@esmi – Thanks for the response. This is very close to what I needed, but ultimately I’m using child themes so the name could change to whatever the user wanted…
I instead decided to use add_option
and get_option
and it worked like a charm.
Again thanks for your response!
Care to share your code? Via http://wordpress.pastebin.com/ if it’s quite a big chunk? I miss get_theme() and I’ve been looking around for a way to replicate some of its functionality myself. Again, I want it to work with child themes.
Sure! It’s only a few lines, but basically this is what I do in my admin.php file that spools together the theme admin interface.
function fmg_constants() {
// Add the theme option for use in plugins
if ( !get_option( 'fmg_theme' ) ) {
// Set the option
if ( function_exists( 'add_option' ) ) add_option( 'fmg_theme', 'enabled' );
} else {
// Update the option
update_option( 'fmg_theme', 'enabled' );
}
}
Then in the plugin, I just check to see if it can pull in the option value.
$option = get_option( 'fmg_theme' );
if ( !empty( $option ) && $option == 'enabled' ) {
// Stuff to do if it's enabled
} else {
// Stuff to do if it doesn't exist or doesn't match 'enabled'
}
I think that might have saved me some time. Thanks 🙂
@esmi – Sorry there’s a flaw in the logic here. If you enable a theme like TwentyEleven, it still keeps the option value where it was set. I need to have a method for deleting the option on de-activation…
On deactivation of what? The plugin or the theme? That’s possible via the plugin but not a theme. There’s still no function similar to unregister_setting() for themes.
It would be the deactivation of the theme that should trigger the deletion of the option (so as not to build up crappy data, but to also serve as a reliable trigger to remove the option when your theme no longer exists), but as you stated, there is no deactivation hook or anything.
So I found this http://core.trac.wordpress.org/ticket/7795.
Krishna claims to have solved it, but I can’t seem to wrap my mind around the logic of the deactivation hook. Could be sleep-deprivation too LOL.
Um – that’s a 4 year old ticket. I think a fair amount will have changed since then. I know that the Theme API in general is starting to get some attention, so I hope that we will be seeing some improved functionality in future updates. Some decent theme deactivation hooks/functions have been at the top of the theme developers’ Wish List for a while.
Can you point me at Krishna’s post on this? I must have missed it.
Yeah I just happened to see that Krishna’s post is from 2011 though. Here’s the link.
Activation / Deactivation Hook For WordPress Theme
Not sure that I’d feel comfortable relying on an external script – especially one that has to be bundled on a per-theme basis.
Your logic is great but… there’s nothing to hook into for 4a. That’s what’s missing in the Theme API. Plugins can do this kind of thing using register_deactivation_hook. But there’s nothing similar for themes probably because you don’t deactivate a theme as such. You just change to another theme.
As it stands, the user would have to manually change the theme option to “disabled” before switching to Twenty Eleven. Something needs to be added to core so that as one theme is activated, core checks to see what the previous theme was and runs any deactivation routines.
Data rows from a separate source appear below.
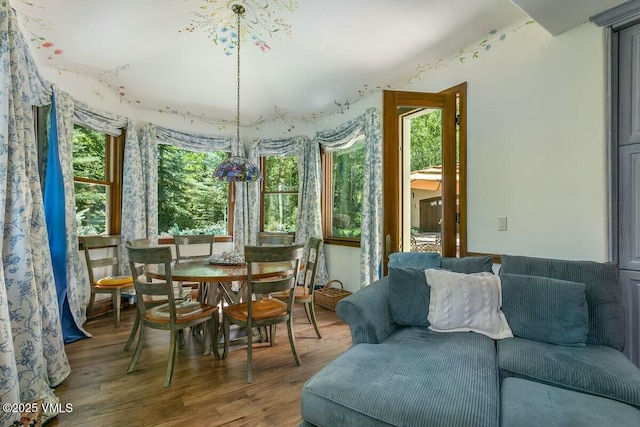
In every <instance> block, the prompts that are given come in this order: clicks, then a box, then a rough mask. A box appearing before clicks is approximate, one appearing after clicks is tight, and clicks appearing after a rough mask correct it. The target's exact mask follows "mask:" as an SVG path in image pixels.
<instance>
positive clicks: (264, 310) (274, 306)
mask: <svg viewBox="0 0 640 427" xmlns="http://www.w3.org/2000/svg"><path fill="white" fill-rule="evenodd" d="M224 312H225V313H226V314H227V315H229V316H231V317H233V318H234V319H238V320H244V319H247V318H248V317H249V312H248V307H247V303H246V302H242V303H240V304H234V305H230V306H228V307H226V308H225V309H224ZM286 314H287V304H285V303H284V302H282V301H280V300H278V299H276V298H266V299H261V300H258V301H254V302H253V318H254V319H256V320H265V319H271V318H277V317H280V316H284V315H286Z"/></svg>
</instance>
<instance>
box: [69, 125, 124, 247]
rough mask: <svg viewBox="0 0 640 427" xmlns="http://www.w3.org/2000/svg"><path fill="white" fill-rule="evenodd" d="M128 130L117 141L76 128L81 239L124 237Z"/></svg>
mask: <svg viewBox="0 0 640 427" xmlns="http://www.w3.org/2000/svg"><path fill="white" fill-rule="evenodd" d="M123 156H124V130H123V133H122V135H121V136H118V137H115V136H112V135H107V134H105V133H102V132H99V131H96V130H93V129H90V128H88V127H84V126H80V125H74V128H73V182H74V187H75V193H76V219H77V221H78V235H80V236H83V235H99V234H120V224H121V218H120V217H121V214H120V212H121V206H122V162H123Z"/></svg>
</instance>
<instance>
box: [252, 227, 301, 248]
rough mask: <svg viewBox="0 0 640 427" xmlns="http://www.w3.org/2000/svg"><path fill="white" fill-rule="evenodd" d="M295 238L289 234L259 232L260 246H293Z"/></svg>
mask: <svg viewBox="0 0 640 427" xmlns="http://www.w3.org/2000/svg"><path fill="white" fill-rule="evenodd" d="M293 239H294V236H293V234H289V233H276V232H268V231H260V232H258V236H257V242H258V246H284V245H292V244H293Z"/></svg>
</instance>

Right, but what I think Krishna’s functions are supposed to be doing (have no idea if they do or not, some people in his comments claim it works, others don’t and I’m starting to test it right now) is adding the hook for you to use.
See the last line of his function wp_register_theme_deactivation_hook
? It says add_action( 'switch_theme', $fn );
Wouldn’t that suffice since it’s executing the user-defined function to delete the option on ‘switch_theme’? switch_theme only detects when the theme switches, however, if the logic is followed correctly, then when it switches to something like Twenty Eleven, then it doesn’t matter because the option gets deleted and the hooks aren’t in Twenty Eleven, so the plugin conditional would show ‘false’. If you switch to another of your own theme with the hooks registered, then it would just start the process all over again, setting the options correctly.
I’m just getting everything setup, so I’m going to test this out.
I agree that this needs to be addressed in the core because it seems like a pretty basic functionality. How does code for the core have to get approved?